Saturday, May 1, 2010

The Island Roots Heritage Festival on Green Turtle Cay, Abacos

We’re at Green Turtle Cay in the Abacos, which is the northern Bahamas. Yesterday and today (April 30 and May 1) we attended the Island Roots Heritage Festival. What a great time! The genealogical heritage of this and many of the northern islands is interesting. These islands were colonized by both American loyalists (loyal to King George during the American revolutionary war) and their slaves, so they’re quite racially diverse compared with some of the other islands, and they trace their roots back to both Europe and Africa. The festival theme was pirates, appropriate because the Bahamian islands were quite a pirate haven back in the 1600s and 1700s.
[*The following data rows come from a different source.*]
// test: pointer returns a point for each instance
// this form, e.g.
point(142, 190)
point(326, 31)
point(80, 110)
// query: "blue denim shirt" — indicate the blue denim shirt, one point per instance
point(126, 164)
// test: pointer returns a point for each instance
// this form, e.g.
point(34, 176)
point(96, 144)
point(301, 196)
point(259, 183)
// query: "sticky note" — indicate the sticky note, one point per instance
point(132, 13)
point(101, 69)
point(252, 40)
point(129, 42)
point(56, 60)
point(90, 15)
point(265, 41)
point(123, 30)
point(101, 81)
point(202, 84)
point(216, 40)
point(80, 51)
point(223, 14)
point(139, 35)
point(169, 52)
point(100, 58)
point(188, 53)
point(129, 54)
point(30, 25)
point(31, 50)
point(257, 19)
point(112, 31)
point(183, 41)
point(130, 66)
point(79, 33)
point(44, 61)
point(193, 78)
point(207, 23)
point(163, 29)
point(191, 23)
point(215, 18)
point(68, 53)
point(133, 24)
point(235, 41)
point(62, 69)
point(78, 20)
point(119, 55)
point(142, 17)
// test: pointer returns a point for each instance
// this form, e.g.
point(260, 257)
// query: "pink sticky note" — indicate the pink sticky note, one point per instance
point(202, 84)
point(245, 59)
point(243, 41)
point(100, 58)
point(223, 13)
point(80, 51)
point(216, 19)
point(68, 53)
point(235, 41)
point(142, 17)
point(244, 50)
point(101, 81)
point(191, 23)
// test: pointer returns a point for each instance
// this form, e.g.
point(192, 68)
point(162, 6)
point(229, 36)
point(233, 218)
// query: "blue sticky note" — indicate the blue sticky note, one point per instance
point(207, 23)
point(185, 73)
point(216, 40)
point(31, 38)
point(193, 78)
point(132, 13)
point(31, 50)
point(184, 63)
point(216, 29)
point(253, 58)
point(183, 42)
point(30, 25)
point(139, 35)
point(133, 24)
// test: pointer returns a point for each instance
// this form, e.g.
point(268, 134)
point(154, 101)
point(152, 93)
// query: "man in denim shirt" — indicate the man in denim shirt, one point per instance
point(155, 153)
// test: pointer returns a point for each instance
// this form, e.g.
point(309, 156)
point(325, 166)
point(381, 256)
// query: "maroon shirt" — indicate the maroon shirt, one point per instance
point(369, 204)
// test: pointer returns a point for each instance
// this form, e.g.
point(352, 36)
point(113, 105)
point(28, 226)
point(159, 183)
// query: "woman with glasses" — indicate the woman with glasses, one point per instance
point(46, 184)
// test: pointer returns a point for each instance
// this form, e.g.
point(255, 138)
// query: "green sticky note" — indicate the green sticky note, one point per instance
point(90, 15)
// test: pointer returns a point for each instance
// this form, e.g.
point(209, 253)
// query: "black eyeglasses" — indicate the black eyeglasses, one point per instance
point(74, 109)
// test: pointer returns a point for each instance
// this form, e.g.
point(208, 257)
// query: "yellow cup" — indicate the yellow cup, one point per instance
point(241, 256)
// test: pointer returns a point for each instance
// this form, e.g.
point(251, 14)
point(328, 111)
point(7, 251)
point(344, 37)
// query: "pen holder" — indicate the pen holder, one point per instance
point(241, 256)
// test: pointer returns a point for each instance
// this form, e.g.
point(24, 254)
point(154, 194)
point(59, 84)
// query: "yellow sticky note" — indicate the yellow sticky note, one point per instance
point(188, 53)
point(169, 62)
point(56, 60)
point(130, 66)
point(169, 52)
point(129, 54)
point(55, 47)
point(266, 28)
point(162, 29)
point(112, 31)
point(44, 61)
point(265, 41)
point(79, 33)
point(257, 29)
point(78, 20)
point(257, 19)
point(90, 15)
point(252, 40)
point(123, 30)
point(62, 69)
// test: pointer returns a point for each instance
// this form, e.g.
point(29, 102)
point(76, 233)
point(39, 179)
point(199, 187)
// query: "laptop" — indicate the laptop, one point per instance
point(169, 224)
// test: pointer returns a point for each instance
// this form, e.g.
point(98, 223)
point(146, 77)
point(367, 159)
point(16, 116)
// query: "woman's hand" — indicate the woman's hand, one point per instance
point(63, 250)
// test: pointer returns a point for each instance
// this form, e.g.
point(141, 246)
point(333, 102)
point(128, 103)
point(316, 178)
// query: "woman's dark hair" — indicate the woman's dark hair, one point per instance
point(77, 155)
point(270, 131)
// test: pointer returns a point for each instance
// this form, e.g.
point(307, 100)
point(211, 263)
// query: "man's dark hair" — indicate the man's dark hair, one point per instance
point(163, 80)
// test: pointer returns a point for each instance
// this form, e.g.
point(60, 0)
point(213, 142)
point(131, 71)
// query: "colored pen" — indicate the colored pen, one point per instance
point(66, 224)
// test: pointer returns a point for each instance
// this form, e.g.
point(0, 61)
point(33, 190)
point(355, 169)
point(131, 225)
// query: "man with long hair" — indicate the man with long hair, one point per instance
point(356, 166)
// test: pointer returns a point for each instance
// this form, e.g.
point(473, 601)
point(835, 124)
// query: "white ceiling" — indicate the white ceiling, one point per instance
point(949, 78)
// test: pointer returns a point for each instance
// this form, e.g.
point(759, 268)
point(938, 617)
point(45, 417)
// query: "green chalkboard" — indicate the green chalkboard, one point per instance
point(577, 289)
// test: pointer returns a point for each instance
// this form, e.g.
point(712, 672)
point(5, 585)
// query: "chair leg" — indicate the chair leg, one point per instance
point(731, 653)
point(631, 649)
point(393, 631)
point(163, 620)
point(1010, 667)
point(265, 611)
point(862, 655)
The festival was officially opened by the Prime Minister of the Bahamas, just sitting up on a little stage, no big bodyguards, no security. Rather refreshing. After the intro, primary school kids, wearing white shirts and colorful neckerchiefs, sang a couple of songs about Abaco, doing little hand movements to go with the lyrics about chopping cane, hammering nails, etc.—they were adorable. There was an array of food available. We got conch fritters, which were delicious and so fresh we had to wait for them to come out of the fryer. Even fresher was the conch salad. See the picture of the gentleman making the conch salad? Those conch in front of him are still alive. There was a conch-cracking contest (I’m sure the conch went into the fritters and salad); lots of pirate-related activities for the kids; displays on island genealogy and local pirate history; lectures on various subjects such as blue holes, a genealogical study of the Green Turtle Cay inhabitants using DNA, the pirates Anne Bonney and Mary Read, potcake dogs (a Bahamian breed), and more. In the evening, the Royal Bahamas Defense Force Marching Band performed. The band consisted of about 20 men and women dressed in incredibly crisp white uniforms. The drum major had this big smile on his face the whole time, despite it being really warm and sunny. The band marched in intricate patterns, then they’d stop and do some dance moves. One elderly gentleman did a little dance with the drum major. He was pretty limber for his age! We were glad we were able to attend the festival—it was great fun.